In 2009, 31 states were underfunding their pensions. The year before, 22 states were in the same boat, according to the report, which tracked retirement benefits of state employees over the last two years.
The divide between the amount states owe and the money they’ve set aside over the decades yawns even wider than previously suspected: Nationwide, state pensions were underfunded by $600 billion in 2009. That accounts for about half of the $1.26 trillion gap in overall retirement benefits owed to public employees that year.
Don't blame the economy
The struggling economy can no longer serve as a convenient scapegoat to mask decades of insufficient planning, says Kil Huh, director of research at Pew. States were “kicking the can down the road in good times as well as bad” when it came to their legally-bound retirement obligations, he says.
“Some research suggests the great recession was the main culprit … but by looking at trends over time, we found that the recession made a bad problem worse,” he says.
The worst offenders
Illinois ranks the worst, having set aside only half – 51 percent – of what it needed to for pensions in 2009. Just behind was West Virginia, at 56 percent.
In December 2009, the Illinois Commission on Government Forecasting and Accountability estimated that the amount of unfunded liabilities stood at $77.8 billion.
Illinois legislators developed a pattern of “habitual underfunding that magnified over the years” regarding its pensions, says J. Fred Giertz, who teaches economics at the University of Illinois at Urbana-Champaign and who is an elected member of the State Universities Retirement System Board of Trustees.

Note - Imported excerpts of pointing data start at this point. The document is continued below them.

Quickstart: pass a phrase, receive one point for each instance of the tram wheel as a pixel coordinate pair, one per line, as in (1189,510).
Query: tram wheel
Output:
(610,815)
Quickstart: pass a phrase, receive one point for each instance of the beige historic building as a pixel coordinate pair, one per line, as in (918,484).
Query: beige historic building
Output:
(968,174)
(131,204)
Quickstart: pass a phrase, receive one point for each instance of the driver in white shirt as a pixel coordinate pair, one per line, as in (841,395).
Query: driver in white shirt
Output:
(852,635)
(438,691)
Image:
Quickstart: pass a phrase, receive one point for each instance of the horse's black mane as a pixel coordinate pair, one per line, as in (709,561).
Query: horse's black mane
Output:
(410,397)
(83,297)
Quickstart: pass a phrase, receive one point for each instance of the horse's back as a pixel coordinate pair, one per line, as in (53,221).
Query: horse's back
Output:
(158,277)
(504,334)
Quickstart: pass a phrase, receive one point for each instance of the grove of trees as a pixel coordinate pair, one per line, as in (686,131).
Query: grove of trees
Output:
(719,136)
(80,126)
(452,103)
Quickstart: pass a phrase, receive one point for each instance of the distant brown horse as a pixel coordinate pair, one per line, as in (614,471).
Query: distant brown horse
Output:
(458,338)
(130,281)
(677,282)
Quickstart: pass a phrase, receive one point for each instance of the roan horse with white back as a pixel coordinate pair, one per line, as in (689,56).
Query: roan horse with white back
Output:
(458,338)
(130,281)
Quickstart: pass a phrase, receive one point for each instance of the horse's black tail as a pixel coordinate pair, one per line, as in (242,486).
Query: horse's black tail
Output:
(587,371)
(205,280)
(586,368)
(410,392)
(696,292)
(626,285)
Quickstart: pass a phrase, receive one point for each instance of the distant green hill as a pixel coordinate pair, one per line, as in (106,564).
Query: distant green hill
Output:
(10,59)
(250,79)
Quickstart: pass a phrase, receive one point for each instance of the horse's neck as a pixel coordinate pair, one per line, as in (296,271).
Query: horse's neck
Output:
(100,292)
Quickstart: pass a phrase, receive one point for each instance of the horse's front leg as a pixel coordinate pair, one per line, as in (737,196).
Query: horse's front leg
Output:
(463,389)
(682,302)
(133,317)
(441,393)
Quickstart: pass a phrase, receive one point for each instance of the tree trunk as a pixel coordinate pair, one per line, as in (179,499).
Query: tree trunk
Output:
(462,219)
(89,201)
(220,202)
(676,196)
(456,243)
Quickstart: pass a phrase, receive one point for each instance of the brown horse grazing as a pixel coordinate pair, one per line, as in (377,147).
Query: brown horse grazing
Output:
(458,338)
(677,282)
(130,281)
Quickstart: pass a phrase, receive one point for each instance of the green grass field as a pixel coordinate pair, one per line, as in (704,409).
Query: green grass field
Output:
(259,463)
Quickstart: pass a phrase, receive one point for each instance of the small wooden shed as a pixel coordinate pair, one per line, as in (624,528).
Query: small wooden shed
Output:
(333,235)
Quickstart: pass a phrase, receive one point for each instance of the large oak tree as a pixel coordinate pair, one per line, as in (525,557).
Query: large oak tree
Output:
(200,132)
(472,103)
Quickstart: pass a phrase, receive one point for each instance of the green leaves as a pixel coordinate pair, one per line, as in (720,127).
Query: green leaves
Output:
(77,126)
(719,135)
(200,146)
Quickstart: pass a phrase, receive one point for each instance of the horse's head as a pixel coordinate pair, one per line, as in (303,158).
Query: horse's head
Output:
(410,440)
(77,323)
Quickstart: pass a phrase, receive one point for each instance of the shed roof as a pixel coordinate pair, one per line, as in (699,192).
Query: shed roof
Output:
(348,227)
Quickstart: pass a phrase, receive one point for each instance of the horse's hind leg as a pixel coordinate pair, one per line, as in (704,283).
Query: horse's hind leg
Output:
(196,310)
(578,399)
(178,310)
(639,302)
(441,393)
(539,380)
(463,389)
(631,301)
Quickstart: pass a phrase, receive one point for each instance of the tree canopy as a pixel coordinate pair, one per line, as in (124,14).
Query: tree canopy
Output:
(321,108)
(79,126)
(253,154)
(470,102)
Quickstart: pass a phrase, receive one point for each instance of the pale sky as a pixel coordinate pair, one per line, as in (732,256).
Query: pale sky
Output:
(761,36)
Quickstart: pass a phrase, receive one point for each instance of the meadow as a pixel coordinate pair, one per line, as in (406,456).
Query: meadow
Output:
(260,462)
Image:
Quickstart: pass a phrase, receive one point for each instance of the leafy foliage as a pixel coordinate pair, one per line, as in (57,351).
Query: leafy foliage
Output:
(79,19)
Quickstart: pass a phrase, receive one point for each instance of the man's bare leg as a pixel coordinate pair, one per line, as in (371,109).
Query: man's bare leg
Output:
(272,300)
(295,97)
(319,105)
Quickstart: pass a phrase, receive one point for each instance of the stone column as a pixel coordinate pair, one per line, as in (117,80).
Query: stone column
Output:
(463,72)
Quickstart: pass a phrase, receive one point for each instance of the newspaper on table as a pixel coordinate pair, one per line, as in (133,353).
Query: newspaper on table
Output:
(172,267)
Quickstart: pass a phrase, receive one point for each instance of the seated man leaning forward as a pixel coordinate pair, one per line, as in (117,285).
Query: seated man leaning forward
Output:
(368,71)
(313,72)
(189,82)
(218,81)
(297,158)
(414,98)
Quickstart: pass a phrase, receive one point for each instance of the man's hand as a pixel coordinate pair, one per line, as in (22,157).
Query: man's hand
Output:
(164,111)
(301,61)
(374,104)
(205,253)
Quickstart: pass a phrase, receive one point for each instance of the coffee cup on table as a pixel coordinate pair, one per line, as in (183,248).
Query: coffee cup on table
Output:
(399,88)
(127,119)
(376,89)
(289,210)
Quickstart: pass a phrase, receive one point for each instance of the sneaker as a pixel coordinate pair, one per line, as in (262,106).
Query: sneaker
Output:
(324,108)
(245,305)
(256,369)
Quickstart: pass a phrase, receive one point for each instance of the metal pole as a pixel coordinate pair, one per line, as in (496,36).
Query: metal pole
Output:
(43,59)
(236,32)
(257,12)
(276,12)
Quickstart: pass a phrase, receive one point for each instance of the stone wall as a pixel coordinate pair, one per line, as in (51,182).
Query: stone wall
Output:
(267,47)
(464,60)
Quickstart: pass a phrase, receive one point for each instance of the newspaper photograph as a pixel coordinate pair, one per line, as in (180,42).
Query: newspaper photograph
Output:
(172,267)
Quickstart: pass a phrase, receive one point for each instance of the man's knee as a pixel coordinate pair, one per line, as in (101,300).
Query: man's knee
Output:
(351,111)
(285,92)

Consistent skimping on retirement obligations has locked Illinois into a losing cycle of having to dedicate more of its annual budget to rising pension costs. For instance, pensions costs account for $4.2 billion in the next state budget – that's two-thirds of the state's new revenues from a recent 45 percent income tax hike.
“Underfunding has come back to haunt us,” says Professor Giertz.
Last year, Illinois Gov. Pat Quinn (D) attempted to plug the gap by signing a reform bill that applied to all state employees hired beginning in January 2011. Measures in the bill included capping salaries that would be eligible for pensions at $106,800, and raising the retirement age to 67 – the highest in the nation at the time.
The reforms were not enough, says Giertz. Because the state constitution only forbids changes to benefits already earned, Illinois legislators could change benefits for future earnings of current employees – a direction that also invites legal challenges from unions and other advocate organizations.
According to Pew, Rhode Island was the only state in the last five years that dared to modify benefits for current employees.
New York has the highest funding level, at 101 percent, according to the Pew report, “The Widening Gap: The Great Recession's Impact on State Pension and Retiree Health Care Costs." However, Giertz says the state was able to pull that off by heavy borrowing and other “creative financing,” which makes the comparison to Illinois unfair.
“You can argue Illinois is in no worse shape than New York, but New York has bond problems and Illinois has pension problems,” he says.
Besides the underfunded pensions, most states have failed to put aside enough money to cover their mounting retiree health care costs. According to Pew, states have only set aside $31 billion to cover the health care of its retirees – just five percent of the $635 billion they already owe.